Manchmal unterhalten sich meine Kinder mit Fremden. Sie antworten alten Damen, die über das Wetter schimpfen, bleiben stehen, wenn jemand ihren Hund streicheln will und lassen sich an der Theke in Wurstscheibengespräche verwickeln. Sie sind jetzt selbstredend, begreife ich, kann es mir aber nicht abgewöhnen, neben ihnen zu nicken, zu ergänzen oder Witze zu machen. In den Ferien erzählt Martha unserer Tischnachbarin, dass ihre Schwester in die achte Klasse ginge. Nein, korrigiere ich, in die fünfte. Mama, sagt Martha, ich meine Marie. Aber Marie, antworte ich, ist deine Patchworkschwester.
Blöder Gedanke, reflexartig ausgesprochen. Ich bin die letzte in unser großen Familie, für die diese Unterscheidung wichtig ist. Meine Töchter haben einen Bruder, Robin, der ist sieben. Und eine Schwester, Marie, sie ist 14. Das ist ihre Realität, die sich von meiner unterscheidet: Meine Familie ist dreiköpfig. Aber dann beobachte ich die Vertrautheit zwischen den Vieren und weiß, dass es mir so geht wie allen anderen, die einmal geöffnete Grenzen wieder schließen: Ich werde verlieren. Weigere ich mich, in ihnen mehr zu sehen als Spielkameraden, setze ich die Nähe zu meinen Töchtern aufs Spiel.

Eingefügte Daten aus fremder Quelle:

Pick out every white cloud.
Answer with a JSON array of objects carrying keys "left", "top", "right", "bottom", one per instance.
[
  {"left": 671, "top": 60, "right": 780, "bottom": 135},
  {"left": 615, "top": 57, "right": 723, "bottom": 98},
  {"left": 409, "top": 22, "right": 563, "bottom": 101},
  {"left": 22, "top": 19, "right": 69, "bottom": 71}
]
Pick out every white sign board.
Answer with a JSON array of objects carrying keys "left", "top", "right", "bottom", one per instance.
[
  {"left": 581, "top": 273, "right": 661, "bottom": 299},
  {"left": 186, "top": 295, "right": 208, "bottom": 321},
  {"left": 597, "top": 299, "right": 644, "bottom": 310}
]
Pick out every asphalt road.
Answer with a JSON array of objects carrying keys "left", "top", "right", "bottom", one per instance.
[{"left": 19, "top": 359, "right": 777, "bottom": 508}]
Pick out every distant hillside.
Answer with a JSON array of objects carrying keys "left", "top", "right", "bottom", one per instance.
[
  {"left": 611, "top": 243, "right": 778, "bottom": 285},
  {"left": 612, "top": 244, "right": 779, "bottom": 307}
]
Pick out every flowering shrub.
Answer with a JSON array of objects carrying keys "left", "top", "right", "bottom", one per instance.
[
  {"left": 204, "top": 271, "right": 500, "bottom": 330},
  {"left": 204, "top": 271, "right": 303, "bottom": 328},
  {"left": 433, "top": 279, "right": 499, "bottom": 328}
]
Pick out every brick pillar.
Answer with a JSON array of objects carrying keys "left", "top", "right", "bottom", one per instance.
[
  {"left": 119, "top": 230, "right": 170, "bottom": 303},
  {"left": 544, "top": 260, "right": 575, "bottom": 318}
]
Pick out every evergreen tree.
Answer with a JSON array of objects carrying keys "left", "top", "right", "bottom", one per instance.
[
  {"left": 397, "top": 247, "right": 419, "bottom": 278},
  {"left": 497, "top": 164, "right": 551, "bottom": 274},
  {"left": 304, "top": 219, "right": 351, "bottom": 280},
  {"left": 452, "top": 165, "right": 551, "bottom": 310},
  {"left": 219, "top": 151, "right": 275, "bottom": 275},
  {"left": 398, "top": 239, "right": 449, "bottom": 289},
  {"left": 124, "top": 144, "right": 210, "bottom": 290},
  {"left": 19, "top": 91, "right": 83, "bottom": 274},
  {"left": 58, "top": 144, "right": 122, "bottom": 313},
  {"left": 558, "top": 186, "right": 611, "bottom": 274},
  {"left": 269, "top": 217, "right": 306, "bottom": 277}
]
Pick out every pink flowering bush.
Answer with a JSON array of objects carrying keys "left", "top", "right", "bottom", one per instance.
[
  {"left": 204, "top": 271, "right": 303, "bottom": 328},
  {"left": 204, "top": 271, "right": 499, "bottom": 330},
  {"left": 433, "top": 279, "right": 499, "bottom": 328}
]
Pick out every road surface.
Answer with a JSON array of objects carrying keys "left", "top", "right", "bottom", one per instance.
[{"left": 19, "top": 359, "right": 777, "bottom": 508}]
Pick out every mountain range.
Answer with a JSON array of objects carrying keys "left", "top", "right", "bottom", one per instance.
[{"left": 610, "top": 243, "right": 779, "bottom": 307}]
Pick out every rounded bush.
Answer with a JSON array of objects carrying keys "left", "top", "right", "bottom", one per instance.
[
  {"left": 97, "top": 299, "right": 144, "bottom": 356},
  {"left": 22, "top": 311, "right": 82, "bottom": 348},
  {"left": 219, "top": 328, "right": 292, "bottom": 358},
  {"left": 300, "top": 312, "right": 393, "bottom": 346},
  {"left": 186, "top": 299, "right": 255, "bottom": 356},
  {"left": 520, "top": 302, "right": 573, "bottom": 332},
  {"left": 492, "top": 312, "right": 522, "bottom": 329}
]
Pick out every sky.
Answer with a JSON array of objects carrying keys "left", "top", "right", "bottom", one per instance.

Sie verteidigen Geschwister, deren Mutter ich nicht bin. Ich bin nicht mal ihre Stiefmutter, dazu sehe ich sie zu selten. Nur stiefmütterliche Gefühle habe ich, ab und zu, möchte ich ergänzen, dabei sind Marie und Robin feine Kinder. Komm mal klar, sagt Jan, und er hat Recht. Ich konkurriere heimlich um Einfluss, um gemeinsame Stunden mit Martha und Louise. Um Vorlieben und Vorbilder und das letzte Wort, das die Herde von Pubertieren gerne selbst blöken würde, während ich hilflos meine Eltern zitiere: Wie redest du denn, jetzt ist aber Schluss. Spielkameraden kann ich abends heimschicken, ich kann ihnen erklären: Das sind die Regeln bei uns. Patchworkgeschwister bleiben und uns stellt sich die Frage: Was meine ich mit: bei uns? Auch wenn Marie und Robin noch nie widersprochen haben, bin ich manchmal strenger, als ich es sein müsste.

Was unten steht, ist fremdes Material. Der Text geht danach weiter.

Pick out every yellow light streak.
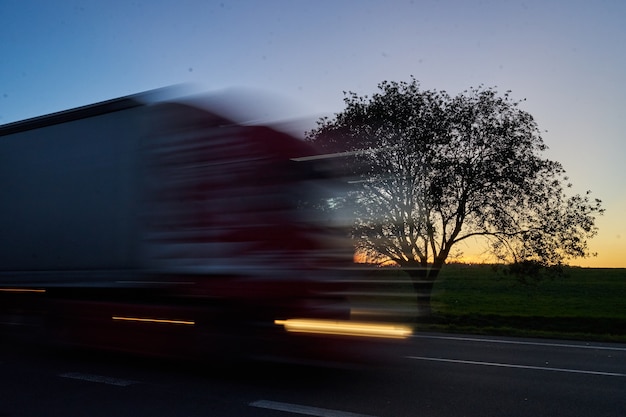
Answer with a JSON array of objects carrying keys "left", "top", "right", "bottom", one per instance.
[
  {"left": 274, "top": 319, "right": 412, "bottom": 339},
  {"left": 111, "top": 316, "right": 196, "bottom": 326},
  {"left": 0, "top": 288, "right": 46, "bottom": 293}
]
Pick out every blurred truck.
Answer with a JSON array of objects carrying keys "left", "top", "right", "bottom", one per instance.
[{"left": 0, "top": 90, "right": 410, "bottom": 357}]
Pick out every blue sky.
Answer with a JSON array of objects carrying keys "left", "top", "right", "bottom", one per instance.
[{"left": 0, "top": 0, "right": 626, "bottom": 267}]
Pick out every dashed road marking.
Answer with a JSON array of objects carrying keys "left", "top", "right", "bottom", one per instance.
[
  {"left": 250, "top": 400, "right": 374, "bottom": 417},
  {"left": 59, "top": 372, "right": 139, "bottom": 387}
]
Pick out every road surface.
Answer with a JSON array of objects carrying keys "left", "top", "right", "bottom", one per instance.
[{"left": 0, "top": 328, "right": 626, "bottom": 417}]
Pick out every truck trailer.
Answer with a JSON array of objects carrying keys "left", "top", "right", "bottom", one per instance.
[{"left": 0, "top": 94, "right": 409, "bottom": 357}]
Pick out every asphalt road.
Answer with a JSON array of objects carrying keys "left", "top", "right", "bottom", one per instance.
[{"left": 0, "top": 328, "right": 626, "bottom": 417}]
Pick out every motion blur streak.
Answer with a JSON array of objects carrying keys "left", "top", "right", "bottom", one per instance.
[
  {"left": 274, "top": 319, "right": 412, "bottom": 339},
  {"left": 0, "top": 288, "right": 46, "bottom": 293},
  {"left": 112, "top": 316, "right": 196, "bottom": 326}
]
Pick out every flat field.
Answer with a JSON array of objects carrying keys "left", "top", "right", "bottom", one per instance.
[{"left": 348, "top": 264, "right": 626, "bottom": 342}]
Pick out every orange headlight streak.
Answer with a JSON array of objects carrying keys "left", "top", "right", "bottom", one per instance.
[
  {"left": 111, "top": 316, "right": 196, "bottom": 326},
  {"left": 274, "top": 319, "right": 412, "bottom": 339},
  {"left": 0, "top": 288, "right": 46, "bottom": 293}
]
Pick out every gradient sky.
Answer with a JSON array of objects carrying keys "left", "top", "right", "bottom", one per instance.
[{"left": 0, "top": 0, "right": 626, "bottom": 267}]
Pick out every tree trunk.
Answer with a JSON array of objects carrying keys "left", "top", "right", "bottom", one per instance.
[{"left": 405, "top": 267, "right": 439, "bottom": 320}]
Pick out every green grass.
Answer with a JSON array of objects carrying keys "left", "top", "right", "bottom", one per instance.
[{"left": 348, "top": 265, "right": 626, "bottom": 342}]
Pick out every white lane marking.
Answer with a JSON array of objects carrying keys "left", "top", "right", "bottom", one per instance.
[
  {"left": 59, "top": 372, "right": 139, "bottom": 387},
  {"left": 407, "top": 356, "right": 626, "bottom": 377},
  {"left": 411, "top": 334, "right": 626, "bottom": 352},
  {"left": 250, "top": 400, "right": 374, "bottom": 417}
]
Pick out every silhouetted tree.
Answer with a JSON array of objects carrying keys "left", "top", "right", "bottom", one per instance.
[{"left": 306, "top": 78, "right": 603, "bottom": 315}]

Dabei weiß ich, Martha und Louise wählen selbst, wem sie sich zuneigen. Sie haben ihre Geschwisterfreunde als solche wie ein Geschenk angenommen, eine Haltung, die ich wertschätze, von der Jan und ich wollten, dass unsere Töchter sie einnehmen. Ich erinnere mich an die Versuche meiner Stiefmutter, die Auswahl meiner Freunde zu korrigieren. Meine beste Freundin Lulu auszutauschen gegen eine Pfarrerstochter. Sie verleugnete mich am Telefon. Vergaß auszurichten, wenn Lulu angerufen hatte, und erzählte mir stattdessen, was die Pfarrerstochter für eine prima Type sei. Alles umsonst, Lulu ist heute Marthas Patentante. Daran muss ich denken und versuche mich dem zu öffnen, was Martha und Louise sich längst zu Eigen gemacht haben: unserem Patchwork.